La seule chose qui importe, c'est qu'il y ait du film en bobines, des bribes de discours et des images abondantes que des disc-jockeys experts distilleront en continu auprès de consommateurs à l'esprit critique chaque jour plus émoussé... Or ce contrôle de la distribution (de l'«aval»), qui a toujours été la clé du succès de Hollywood, les «stratèges» de la Maison-Blanche lui en ont emprunté tous les enseignements et toutes les méthodes: du preview à l'intox des conférences de presse formatées, des roulements de tambour de la «sortie américaine» dans 1500 salles au matraquage des «produits dérivés».

Enfin, ce film qui est le nôtre est une pure transposition du Minority Report de Steven Spielberg sur la scène géopolitique actuelle. De quoi mettre définitivement au panier l'adage paresseux qui prétend que «la réalité dépasse[rait] toujours la fiction». Bien au contraire, la réalité ne fait, une fois de plus, que reproduire le paradigme d'une fiction qui en a saisi par avance tous les contours et la complexité interne.
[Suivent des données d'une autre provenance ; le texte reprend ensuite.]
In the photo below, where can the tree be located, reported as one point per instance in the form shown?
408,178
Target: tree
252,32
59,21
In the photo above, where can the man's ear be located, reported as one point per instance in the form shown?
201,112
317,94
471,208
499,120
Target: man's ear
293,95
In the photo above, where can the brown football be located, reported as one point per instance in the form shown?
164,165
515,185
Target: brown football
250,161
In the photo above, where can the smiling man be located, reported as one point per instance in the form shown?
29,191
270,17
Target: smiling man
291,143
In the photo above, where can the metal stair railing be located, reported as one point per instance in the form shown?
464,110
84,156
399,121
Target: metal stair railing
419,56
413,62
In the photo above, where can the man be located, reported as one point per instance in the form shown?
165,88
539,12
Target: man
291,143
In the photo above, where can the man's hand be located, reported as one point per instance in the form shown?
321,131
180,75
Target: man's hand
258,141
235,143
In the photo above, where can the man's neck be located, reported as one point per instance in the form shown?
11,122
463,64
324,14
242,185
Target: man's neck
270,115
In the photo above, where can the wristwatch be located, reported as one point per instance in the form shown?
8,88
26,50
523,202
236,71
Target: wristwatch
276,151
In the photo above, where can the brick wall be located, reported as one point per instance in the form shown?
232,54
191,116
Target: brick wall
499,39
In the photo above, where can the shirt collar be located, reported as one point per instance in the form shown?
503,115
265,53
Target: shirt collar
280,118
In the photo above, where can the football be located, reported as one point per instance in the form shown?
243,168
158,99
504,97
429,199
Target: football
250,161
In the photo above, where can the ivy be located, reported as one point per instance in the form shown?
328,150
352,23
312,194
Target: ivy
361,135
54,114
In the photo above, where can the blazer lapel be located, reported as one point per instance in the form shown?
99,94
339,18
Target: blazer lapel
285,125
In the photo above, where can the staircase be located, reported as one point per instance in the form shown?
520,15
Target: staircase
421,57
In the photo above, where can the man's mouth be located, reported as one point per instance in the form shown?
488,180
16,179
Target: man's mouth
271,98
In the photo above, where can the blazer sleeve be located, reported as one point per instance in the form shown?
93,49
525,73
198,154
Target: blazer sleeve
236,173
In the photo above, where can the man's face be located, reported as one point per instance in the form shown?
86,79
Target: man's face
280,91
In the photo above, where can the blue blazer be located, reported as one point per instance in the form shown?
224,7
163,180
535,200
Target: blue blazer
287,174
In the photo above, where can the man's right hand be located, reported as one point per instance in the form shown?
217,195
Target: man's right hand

De même que Balzac, Flaubert ou Zola disent mieux leur temps que MM. Guizot, Thiers et Loubet, de même Steven Spielberg a stigmatisé d'une manière extraordinairement puissante la vérité de la société étasunienne actuelle, et il en a tiré les conséquences narratives et sémantiques les plus justes. Il en a projeté cinématographiquement la vérité présente et non point virtuelle.

À côté de lui, Bush, déjà canonisé roi du mensonge (ce qui fait injure à une tradition qui en a connu de plus retors), fait surtout figure, avec sa comparse Condoleezza Rice, de plagiaire maladroit qui n'a retenu, de l'idée de «guerre préventive contre le crime», que l'argument, grossièrement mis au service des intérêts particuliers des industriels du pétrole et de l'armement.

Mais cette mise en scène de la prévention sécuritaire n'est là que pour dissimuler l'accélération de la privatisation du monde qui constitue son véritable ressort. De ce point de vue, la guerre d'Irak de M. Bush et compagnie doit être réinterprétée décisivement comme une authentique fiction qui advient ici et maintenant pour occulter un réel innommable.

Comme une fiction de commande, instrumentale, de nature intrinsèquement publicitaire et propagandiste. Tentative hasardeuse compte tenu de la médiocrité des producteurs, réalisateurs, acteurs et techniciens! En effet, de même que la «guerre préventive» a trouvé son Spielberg comme narrateur, la privatisation du monde — le vrai concept du nouveau film en cours — réclame de trouver ses artistes et une tout autre qualité de production...

À la différence de Minority Report, qui est l'ultime modèle contemporain du film «de série A», La guerre préventive d'Irak aura lieu est un film de série Z atroce. Espérons-lui le destin généralement réservé par le public à ce type d'«oeuvre»: un flop aussi radical que terminal.